Intermediate models combine or enrich staging data before final marts.
They typically live under models/intermediate/ and are grouped by business domain (e.g., marketing, finance, sales).

models/intermediate/marketing/int_marketing__campaign_performance.sql
with campaigns as (
    select * from {{ ref('stg_facebook_ads__campaigns') }}
),
performance as (
    select * from {{ ref('stg_facebook_ads__performance') }}
)

select
    c.campaign_id,
    c.campaign_name,
    p.impressions,
    p.clicks,
    p.spend
from campaigns c
join performance p on c.campaign_id = p.campaign_id

Tip

Use the prefix int_ to clearly identify intermediate models.
They are optional but useful for keeping marts clean and modular.


6. Create Mart Models

Mart models are the final layer — curated datasets for analytics, reporting, or dashboards.
They live in models/marts/ and are organized by domain (e.g., marketing, finance, operations).

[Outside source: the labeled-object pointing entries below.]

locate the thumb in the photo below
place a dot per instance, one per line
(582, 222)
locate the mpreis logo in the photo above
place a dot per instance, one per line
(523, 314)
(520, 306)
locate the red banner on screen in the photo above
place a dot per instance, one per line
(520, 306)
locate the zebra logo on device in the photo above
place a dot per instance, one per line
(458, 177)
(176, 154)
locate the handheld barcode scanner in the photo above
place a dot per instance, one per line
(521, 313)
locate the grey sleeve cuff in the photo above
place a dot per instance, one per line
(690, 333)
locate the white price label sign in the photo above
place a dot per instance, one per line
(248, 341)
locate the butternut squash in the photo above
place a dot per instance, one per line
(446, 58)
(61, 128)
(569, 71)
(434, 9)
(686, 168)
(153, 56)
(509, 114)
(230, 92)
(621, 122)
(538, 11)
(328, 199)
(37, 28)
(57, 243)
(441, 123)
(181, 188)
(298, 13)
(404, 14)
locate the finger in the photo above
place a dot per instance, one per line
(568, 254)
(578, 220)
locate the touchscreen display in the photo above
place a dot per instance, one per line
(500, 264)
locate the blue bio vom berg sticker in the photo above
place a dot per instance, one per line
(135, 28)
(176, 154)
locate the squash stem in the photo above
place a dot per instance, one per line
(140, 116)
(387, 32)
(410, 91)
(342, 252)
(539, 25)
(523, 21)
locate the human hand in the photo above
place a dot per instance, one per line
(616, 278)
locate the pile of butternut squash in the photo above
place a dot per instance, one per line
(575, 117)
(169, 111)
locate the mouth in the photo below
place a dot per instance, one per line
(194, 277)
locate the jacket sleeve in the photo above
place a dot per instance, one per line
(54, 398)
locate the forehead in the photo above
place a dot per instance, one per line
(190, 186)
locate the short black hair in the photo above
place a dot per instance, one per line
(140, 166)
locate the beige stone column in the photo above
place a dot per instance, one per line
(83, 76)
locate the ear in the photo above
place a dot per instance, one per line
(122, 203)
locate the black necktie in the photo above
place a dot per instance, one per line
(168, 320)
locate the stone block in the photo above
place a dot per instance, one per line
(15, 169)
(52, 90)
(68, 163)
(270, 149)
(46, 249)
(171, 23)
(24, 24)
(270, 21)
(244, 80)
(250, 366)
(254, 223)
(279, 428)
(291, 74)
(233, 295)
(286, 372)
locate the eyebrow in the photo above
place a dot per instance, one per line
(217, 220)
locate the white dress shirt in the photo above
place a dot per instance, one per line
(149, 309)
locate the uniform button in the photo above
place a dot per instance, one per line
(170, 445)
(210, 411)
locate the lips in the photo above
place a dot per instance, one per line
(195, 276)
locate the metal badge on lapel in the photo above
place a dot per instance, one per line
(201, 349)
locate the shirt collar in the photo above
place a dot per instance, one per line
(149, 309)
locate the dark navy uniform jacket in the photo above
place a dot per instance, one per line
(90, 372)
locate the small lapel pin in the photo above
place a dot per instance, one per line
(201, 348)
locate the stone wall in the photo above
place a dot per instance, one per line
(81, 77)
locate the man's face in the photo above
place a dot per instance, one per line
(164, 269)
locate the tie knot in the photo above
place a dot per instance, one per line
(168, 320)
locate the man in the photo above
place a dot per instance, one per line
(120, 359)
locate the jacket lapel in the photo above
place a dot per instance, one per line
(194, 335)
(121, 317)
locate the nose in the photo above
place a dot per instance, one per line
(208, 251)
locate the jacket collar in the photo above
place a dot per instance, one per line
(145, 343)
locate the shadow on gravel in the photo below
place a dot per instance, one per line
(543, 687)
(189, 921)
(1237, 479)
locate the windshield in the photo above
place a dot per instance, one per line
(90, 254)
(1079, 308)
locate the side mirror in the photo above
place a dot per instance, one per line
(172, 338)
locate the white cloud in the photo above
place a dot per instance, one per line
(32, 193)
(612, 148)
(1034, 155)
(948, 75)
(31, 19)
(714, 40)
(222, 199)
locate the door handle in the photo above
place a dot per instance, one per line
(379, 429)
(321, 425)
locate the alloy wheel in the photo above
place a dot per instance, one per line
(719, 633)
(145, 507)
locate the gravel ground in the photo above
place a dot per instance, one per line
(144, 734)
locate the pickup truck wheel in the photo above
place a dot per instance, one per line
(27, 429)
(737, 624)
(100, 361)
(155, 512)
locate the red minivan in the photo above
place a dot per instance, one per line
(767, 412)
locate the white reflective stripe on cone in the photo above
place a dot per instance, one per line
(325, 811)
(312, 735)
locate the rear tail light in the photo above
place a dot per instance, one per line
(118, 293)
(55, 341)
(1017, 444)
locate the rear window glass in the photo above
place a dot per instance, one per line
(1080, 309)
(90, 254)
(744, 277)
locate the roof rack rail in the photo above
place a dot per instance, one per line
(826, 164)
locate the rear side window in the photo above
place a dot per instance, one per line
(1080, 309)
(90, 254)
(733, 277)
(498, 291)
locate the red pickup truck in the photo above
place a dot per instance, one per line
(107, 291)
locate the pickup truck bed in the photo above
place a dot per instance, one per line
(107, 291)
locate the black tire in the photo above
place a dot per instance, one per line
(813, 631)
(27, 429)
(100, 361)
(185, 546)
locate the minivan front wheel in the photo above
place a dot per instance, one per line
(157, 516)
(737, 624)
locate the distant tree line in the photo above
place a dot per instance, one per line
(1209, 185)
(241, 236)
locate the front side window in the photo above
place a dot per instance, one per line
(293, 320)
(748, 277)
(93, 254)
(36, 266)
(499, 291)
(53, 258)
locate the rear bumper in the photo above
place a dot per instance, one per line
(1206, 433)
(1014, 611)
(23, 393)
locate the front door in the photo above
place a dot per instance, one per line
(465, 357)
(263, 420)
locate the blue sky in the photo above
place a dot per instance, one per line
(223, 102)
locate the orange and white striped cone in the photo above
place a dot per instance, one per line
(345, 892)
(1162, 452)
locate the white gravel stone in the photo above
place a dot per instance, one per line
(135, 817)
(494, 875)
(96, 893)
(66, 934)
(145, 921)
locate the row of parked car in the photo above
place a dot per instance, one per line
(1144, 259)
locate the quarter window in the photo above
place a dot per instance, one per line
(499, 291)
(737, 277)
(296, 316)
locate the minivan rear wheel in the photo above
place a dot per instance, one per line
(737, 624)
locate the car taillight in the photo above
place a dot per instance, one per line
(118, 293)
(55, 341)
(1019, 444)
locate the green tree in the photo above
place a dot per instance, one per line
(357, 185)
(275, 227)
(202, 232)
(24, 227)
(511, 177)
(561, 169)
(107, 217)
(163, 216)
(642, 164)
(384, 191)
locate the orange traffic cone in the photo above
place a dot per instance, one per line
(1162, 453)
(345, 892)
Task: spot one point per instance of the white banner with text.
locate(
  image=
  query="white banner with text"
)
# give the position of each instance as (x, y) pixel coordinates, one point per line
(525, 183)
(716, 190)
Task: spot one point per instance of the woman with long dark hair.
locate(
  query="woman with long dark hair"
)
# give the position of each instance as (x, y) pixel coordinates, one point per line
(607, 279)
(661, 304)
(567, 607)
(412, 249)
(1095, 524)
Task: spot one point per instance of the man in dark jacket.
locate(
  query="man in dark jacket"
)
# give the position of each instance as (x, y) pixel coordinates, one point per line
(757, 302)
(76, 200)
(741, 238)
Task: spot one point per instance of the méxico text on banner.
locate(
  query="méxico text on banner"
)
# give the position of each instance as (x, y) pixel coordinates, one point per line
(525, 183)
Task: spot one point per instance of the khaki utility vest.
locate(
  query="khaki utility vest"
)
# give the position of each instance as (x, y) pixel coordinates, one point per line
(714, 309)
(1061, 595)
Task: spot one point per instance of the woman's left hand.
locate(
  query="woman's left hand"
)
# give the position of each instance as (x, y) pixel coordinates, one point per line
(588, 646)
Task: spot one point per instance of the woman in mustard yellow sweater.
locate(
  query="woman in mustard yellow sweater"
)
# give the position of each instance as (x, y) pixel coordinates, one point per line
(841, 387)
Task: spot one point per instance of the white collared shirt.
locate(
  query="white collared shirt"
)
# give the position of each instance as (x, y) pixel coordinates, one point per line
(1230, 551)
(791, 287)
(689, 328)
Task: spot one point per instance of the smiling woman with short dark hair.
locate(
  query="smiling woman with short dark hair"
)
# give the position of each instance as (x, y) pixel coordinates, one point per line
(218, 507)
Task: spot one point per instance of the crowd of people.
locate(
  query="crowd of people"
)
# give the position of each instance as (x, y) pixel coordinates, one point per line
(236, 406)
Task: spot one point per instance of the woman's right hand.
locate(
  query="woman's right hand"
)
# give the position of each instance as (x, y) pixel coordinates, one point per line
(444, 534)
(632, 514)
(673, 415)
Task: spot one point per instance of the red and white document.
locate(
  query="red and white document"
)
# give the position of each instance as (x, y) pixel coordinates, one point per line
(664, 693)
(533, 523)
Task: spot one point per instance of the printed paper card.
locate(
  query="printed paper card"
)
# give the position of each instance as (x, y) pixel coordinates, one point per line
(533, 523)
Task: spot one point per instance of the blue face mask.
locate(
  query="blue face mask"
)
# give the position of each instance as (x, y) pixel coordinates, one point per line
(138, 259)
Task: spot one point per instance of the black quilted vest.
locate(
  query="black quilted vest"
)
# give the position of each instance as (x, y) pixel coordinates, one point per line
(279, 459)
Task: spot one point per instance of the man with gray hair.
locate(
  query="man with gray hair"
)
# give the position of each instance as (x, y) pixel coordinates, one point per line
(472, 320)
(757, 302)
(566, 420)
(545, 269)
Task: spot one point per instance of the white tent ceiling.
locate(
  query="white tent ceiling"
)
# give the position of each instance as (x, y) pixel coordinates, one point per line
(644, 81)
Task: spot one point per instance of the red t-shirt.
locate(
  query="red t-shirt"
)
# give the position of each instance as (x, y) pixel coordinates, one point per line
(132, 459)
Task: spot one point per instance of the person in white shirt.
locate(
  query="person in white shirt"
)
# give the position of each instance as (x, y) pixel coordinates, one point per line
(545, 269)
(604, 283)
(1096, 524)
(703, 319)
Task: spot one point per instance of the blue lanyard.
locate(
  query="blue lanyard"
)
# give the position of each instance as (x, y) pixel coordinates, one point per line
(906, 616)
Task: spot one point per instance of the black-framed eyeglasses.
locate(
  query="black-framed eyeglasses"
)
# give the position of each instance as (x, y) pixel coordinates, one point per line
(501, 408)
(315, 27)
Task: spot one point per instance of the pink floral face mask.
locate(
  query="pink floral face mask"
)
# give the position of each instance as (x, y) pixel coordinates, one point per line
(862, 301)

models/marts/marketing/fct_marketing__fct_attributions.sql
with campaign_data as (
    select * from {{ ref('int_marketing__campaign_performance') }}
)

select
    campaign_id,
    sum(spend) as total_spend,
    sum(clicks) as total_clicks,
    sum(impressions) as total_impressions
from campaign_data
group by 1

Naming Conventions:

Prefix Zone Purpose
src_ Raw (Bronze) Raw data
stg_ Staging (Silver) Raw → Cleaned data
int_ Staging (Silver) Intermediate joins and transformations
dim_ Mart (Gold) Dimension tables
fct_ Mart (Gold) Fact tables or aggregated datasets
flt_ Mart (Gold) Flat tables for reporting and ml modeling

7. Build and Test

After adding your models they can be materialized and tested in your development envrionment by running:

dbt build -s stg_my_database__my_table+

Or by using the dbt extension:

Dagster Integration

dbt Dagster Graph

This command runs models, executes tests, and builds dependencies automatically.